The dogs were keen to wait and see if it ame out again, but were eventually persuaded to continue the walk - Sophy did stop to watch the hole again on the way back, until I convinced her that a biscuit in the car was a more certain prospect than a rabbit in the ground! I was very pleased with her for dropping it so readily, and all three dogs for actually waiting when asked while I released it into its burrow - time was they would have been a leaping, barking, crazy maelstrom!


----------



## Theo'sMom (Mar 23, 2011)

She was at the right place at the right time! That bunny has a story to tell its litter mates about the scary clown.
Now why do you have 3 dogs? :act-up:


----------



## snow0160 (Sep 20, 2016)

Aww what a cute story it is spring and it is wwrrabbit season as Elmer Fudd used to say. 


Sent from my iPhone using Tapatalk Pro


----------



## Poodlebeguiled (May 27, 2013)

Good girl Sophy to drop it. My goodness. She might have had it for breakfast. Now that's an inexpensive way to feed a raw diet. Yikes. My Lab, Bonnie use to get rabbits all the time when we lived on acreage. Sometimes she'd eat them. Sometimes I'd come outside and find she had thrown up some unidentifiable carcass. Ewww. She got a baby once and damaged it so badly, it was almost dead but not quite. There was no way to save him. I had to take a shovel and put him out of his misery and that was one of the hardest things I ever did. I'm a wuss. So it's good that Sophy is a small dog and maybe she wasn't even planning on killing it...just carrying it around. It's quite disturbing when they kill or injure little baby bunnies. Glad she dropped it so obediently. Good training.


----------



## fjm (Jun 4, 2010)

The third dog is my neighbour's - I walk her most mornings.

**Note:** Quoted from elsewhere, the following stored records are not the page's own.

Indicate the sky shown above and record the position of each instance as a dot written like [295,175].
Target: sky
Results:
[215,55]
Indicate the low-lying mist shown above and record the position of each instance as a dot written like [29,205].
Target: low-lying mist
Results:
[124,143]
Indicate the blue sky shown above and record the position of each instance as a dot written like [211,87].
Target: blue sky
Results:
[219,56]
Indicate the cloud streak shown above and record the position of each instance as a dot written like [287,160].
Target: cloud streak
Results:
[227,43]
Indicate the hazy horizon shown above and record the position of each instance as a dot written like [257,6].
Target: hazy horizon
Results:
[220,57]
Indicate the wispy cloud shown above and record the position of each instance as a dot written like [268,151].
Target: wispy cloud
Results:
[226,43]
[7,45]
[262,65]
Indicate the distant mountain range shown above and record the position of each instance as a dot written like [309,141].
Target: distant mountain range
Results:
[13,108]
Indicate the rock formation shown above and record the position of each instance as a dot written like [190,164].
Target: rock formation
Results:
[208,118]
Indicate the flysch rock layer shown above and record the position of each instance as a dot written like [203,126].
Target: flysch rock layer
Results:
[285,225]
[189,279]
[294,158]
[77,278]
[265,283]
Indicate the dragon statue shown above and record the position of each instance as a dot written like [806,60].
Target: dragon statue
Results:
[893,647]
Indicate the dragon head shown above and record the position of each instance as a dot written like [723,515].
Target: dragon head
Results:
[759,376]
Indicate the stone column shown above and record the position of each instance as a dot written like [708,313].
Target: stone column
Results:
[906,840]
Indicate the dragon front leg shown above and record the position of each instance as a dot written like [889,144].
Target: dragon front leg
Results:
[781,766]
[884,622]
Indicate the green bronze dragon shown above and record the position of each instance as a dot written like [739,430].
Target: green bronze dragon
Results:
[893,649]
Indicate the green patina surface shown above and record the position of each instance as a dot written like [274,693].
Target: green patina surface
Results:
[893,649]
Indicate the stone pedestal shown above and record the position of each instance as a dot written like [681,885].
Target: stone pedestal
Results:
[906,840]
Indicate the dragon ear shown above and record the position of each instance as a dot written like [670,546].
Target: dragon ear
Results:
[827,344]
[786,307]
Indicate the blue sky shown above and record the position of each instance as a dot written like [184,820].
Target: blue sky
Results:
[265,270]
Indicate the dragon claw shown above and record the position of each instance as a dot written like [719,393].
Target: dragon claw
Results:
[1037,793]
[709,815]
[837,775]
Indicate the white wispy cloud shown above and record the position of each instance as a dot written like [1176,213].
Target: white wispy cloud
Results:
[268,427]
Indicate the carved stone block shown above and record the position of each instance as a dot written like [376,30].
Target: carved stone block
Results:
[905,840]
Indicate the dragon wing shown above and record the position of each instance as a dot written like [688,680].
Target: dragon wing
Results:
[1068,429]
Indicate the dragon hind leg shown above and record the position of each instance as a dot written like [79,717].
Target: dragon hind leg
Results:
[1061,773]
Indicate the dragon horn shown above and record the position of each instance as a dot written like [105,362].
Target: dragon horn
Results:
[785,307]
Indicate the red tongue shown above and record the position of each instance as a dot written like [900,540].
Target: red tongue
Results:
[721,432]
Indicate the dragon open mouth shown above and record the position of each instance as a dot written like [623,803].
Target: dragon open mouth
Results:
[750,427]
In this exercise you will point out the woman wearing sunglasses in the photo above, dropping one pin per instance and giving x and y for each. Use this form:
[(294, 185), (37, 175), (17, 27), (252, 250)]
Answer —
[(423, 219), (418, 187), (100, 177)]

I was surprised it was unhurt, as both dogs enjoy eating the rabbits Tilly-cat brings home, and Sophy knewexactly what she intended to do with the last one she killed!


----------



## MollyMuiMa (Oct 13, 2012)

I'm so glad Sophy obeyed you....I'm okay with killing rats and mice and gophers but baby bunnies are just too cute!!!! Good Girl Sophy!


----------



## Beaches (Jan 25, 2014)

And both Poppy and Sophy are happy now that they have had an outing - and an exciting one at that!


----------



## BorderKelpie (Dec 3, 2011)

Fun morning for Sophy, not so much for Bunny. lol

Way to go, Good Girl Sophy!


----------